We say $a$ is an interior point of $A$ if there exists a neighborhood of $a$ with radius $r>0$ such that $N(a,r)\subseteq A$. We say $A\subseteq P$ is open in $P$ when for all $a\in A$, $\exists r>0$ such that $N_P(a,r)\subseteq A$ where $N_P(a,r)=N(a,r)\cap P$.
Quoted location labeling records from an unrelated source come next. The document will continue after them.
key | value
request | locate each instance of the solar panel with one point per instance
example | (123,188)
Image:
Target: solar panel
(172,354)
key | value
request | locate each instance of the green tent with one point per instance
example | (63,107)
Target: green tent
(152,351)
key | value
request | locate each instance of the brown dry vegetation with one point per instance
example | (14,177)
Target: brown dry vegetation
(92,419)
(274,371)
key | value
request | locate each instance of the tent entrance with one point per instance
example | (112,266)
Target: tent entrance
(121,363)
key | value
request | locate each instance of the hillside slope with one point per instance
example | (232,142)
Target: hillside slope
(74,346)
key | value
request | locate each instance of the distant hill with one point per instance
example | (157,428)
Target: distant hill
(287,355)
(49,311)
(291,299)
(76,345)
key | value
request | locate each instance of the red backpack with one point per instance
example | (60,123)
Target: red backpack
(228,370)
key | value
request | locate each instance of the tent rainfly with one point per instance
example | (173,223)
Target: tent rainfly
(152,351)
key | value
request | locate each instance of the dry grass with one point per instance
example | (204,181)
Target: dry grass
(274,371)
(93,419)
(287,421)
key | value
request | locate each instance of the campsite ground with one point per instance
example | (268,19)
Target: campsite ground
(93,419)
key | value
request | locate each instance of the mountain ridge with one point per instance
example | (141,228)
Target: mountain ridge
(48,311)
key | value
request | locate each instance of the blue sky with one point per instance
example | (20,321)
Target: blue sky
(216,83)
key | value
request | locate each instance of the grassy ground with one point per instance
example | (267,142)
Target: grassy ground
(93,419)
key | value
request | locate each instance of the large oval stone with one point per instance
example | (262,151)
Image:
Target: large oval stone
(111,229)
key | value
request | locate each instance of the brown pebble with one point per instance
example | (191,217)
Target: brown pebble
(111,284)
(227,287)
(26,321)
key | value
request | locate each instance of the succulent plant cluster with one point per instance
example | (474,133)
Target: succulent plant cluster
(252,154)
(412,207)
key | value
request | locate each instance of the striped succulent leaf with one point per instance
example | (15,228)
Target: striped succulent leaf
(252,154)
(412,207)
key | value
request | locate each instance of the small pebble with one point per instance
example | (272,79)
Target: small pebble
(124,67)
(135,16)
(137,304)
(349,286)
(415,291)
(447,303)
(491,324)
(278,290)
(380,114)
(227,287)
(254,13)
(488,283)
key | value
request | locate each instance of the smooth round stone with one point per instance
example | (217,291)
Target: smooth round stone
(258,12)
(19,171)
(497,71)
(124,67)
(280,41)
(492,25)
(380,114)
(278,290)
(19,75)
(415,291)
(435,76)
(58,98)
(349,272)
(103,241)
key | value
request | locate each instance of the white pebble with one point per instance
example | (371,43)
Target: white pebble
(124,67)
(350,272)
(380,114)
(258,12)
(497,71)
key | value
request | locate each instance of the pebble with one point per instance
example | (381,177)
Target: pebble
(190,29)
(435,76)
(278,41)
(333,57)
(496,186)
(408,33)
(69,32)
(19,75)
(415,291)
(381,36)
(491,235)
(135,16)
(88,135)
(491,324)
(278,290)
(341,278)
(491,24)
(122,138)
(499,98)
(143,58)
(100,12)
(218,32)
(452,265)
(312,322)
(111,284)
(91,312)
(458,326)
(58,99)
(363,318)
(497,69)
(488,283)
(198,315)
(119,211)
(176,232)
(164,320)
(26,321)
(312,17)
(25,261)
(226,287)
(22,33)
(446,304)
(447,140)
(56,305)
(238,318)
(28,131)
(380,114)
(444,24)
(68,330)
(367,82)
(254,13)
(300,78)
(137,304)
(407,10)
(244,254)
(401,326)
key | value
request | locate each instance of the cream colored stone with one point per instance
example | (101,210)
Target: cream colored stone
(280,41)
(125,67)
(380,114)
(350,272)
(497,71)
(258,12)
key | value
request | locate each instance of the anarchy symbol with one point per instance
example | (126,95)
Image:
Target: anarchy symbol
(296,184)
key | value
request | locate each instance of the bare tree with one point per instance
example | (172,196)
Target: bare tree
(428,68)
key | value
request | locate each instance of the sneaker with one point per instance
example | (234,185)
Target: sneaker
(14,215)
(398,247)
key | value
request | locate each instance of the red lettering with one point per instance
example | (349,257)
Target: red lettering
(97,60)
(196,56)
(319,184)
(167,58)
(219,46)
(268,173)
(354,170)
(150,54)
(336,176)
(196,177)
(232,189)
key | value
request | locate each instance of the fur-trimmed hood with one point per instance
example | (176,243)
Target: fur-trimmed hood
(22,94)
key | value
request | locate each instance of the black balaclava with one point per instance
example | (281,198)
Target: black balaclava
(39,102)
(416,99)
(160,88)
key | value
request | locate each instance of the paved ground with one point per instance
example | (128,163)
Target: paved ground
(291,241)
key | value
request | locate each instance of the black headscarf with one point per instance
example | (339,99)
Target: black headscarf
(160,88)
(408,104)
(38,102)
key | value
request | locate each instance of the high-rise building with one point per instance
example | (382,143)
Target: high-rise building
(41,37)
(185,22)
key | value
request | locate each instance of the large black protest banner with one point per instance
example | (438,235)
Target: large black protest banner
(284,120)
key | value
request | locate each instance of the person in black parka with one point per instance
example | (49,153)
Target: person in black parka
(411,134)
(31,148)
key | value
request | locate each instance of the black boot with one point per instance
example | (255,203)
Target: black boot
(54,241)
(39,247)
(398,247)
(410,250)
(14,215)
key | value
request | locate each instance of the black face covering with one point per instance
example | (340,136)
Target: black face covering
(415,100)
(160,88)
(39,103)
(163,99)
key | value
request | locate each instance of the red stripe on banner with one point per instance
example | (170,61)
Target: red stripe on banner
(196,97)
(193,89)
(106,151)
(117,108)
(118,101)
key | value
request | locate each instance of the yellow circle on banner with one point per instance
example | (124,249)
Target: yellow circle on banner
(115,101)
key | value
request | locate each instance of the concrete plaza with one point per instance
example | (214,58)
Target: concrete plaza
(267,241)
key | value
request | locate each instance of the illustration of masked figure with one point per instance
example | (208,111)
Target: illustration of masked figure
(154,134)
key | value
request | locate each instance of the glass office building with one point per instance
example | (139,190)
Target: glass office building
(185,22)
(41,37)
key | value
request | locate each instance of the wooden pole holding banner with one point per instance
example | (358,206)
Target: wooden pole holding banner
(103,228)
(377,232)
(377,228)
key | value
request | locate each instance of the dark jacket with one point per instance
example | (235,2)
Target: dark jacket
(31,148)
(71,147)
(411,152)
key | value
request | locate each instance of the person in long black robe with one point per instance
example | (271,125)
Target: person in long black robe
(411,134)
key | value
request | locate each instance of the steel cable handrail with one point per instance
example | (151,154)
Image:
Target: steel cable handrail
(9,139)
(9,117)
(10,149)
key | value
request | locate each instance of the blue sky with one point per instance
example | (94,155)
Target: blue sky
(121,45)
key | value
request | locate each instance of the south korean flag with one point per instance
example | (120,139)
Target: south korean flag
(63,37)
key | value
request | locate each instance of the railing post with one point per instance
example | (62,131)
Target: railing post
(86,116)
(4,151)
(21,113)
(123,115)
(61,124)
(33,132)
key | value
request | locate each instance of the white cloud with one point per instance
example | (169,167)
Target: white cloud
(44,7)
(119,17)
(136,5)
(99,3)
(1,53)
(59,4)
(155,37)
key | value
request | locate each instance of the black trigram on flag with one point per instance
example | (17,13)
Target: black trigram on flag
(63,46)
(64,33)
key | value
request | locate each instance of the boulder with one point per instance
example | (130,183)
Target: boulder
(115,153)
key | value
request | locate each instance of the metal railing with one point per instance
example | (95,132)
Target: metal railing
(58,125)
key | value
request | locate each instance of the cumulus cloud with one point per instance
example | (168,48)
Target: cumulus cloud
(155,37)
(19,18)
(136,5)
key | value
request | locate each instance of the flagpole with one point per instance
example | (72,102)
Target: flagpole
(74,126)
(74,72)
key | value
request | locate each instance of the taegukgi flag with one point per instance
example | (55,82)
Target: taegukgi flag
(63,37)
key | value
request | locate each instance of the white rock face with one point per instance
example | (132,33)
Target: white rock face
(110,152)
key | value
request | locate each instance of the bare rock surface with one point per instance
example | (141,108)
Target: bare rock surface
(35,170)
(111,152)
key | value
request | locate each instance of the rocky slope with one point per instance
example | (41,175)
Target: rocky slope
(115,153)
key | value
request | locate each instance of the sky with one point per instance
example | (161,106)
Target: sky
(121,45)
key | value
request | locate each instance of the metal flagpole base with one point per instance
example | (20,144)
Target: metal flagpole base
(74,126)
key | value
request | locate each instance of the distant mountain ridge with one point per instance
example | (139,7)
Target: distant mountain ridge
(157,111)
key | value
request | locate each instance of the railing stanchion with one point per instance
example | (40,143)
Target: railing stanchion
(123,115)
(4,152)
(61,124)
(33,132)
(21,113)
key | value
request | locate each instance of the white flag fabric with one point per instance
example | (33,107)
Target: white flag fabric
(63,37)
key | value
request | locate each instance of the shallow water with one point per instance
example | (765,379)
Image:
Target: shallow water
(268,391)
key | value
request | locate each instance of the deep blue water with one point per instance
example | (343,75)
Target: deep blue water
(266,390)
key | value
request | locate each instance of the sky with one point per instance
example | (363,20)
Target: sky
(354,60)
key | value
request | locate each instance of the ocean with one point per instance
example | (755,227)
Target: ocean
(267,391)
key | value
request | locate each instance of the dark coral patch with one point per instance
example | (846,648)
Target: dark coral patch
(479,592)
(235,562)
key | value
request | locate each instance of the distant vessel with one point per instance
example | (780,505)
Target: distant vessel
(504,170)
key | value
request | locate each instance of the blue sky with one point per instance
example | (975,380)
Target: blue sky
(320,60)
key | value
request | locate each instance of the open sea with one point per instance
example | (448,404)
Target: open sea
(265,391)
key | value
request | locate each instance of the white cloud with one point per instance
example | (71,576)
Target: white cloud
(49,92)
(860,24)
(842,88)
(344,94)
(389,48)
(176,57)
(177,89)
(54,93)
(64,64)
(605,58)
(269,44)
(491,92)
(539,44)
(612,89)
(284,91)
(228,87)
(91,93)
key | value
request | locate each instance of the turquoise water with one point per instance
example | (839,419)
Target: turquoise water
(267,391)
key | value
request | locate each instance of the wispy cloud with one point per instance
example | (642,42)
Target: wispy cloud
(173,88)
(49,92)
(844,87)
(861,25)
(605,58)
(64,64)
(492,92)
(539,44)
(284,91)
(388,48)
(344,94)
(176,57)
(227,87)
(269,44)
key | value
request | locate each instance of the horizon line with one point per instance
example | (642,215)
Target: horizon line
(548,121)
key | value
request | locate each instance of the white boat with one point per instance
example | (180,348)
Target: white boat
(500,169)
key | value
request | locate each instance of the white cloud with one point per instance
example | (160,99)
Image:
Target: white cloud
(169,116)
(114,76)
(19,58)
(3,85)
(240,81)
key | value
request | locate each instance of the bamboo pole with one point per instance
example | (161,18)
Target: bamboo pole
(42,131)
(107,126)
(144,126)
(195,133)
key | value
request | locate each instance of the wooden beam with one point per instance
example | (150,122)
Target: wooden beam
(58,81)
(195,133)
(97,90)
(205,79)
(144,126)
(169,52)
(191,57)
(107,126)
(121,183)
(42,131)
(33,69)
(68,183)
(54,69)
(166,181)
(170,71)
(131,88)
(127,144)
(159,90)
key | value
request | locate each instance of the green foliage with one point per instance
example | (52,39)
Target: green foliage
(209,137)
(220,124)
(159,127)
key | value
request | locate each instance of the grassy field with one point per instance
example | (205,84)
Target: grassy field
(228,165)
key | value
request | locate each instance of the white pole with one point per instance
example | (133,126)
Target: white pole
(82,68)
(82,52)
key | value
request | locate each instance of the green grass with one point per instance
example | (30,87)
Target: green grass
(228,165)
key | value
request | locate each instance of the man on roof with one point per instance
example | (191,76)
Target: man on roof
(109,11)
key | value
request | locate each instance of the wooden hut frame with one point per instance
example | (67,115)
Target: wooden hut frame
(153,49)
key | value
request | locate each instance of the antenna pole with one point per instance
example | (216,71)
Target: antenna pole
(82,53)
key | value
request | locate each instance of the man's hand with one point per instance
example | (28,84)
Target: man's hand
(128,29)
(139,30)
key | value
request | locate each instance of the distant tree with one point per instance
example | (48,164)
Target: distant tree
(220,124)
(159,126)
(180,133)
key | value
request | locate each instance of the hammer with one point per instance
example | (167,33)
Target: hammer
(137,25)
We say a neighborhood of $a$ with radius $r>0$ to be the set $N(a,r)=\{x\in X:d(x,a)<r\}$.
Thanks in advance.
Let $O$ be $P$-open and $O \subseteq A$. So $O=O' \cap P$ where $O'$ is open in $X$. Then $O' \subseteq (A \cup P^\complement)$ (if $x \in O'$ it's either in $P$ and then it's in $O$ too (and hence in $A$), or it's in $P^\complement$.) and as the interior is the maximal open subset of a set, $$O' \subseteq (A \cup P^\complement)^\circ$$ and taking intersections with $P$ on both sides we get
$$O= O' \cap P \subseteq (A \cup P^\complement)^\circ \cap P$$ and as the $P$-interior of $A$ is the union of all $P$-open subsets of $A$ we find that the $P$-interior of $A$ (also denoted by $\operatorname{int}_P(A)$) is a subset of $(A \cup P^\complement)^\circ \cap P$.
On the other hand, the set $(A \cup P^\complement)^\circ \cap P$ is the intersection of a set that is open in $X$ with $P$, so $P$-open, and clearly a subset of $A$, as $$(A \cup P^\complement)^\circ \cap P \subseteq (A \cup P^\complement) \cap P = (A \cap P) \cup (P^\complement \cap P) = (A \cap P) \cup \emptyset \subseteq A$$ and again by maximality of the interior
$$(A \cup P^\complement)^\circ \cap P \subseteq \operatorname{int}_P(A)$$ and we have equality.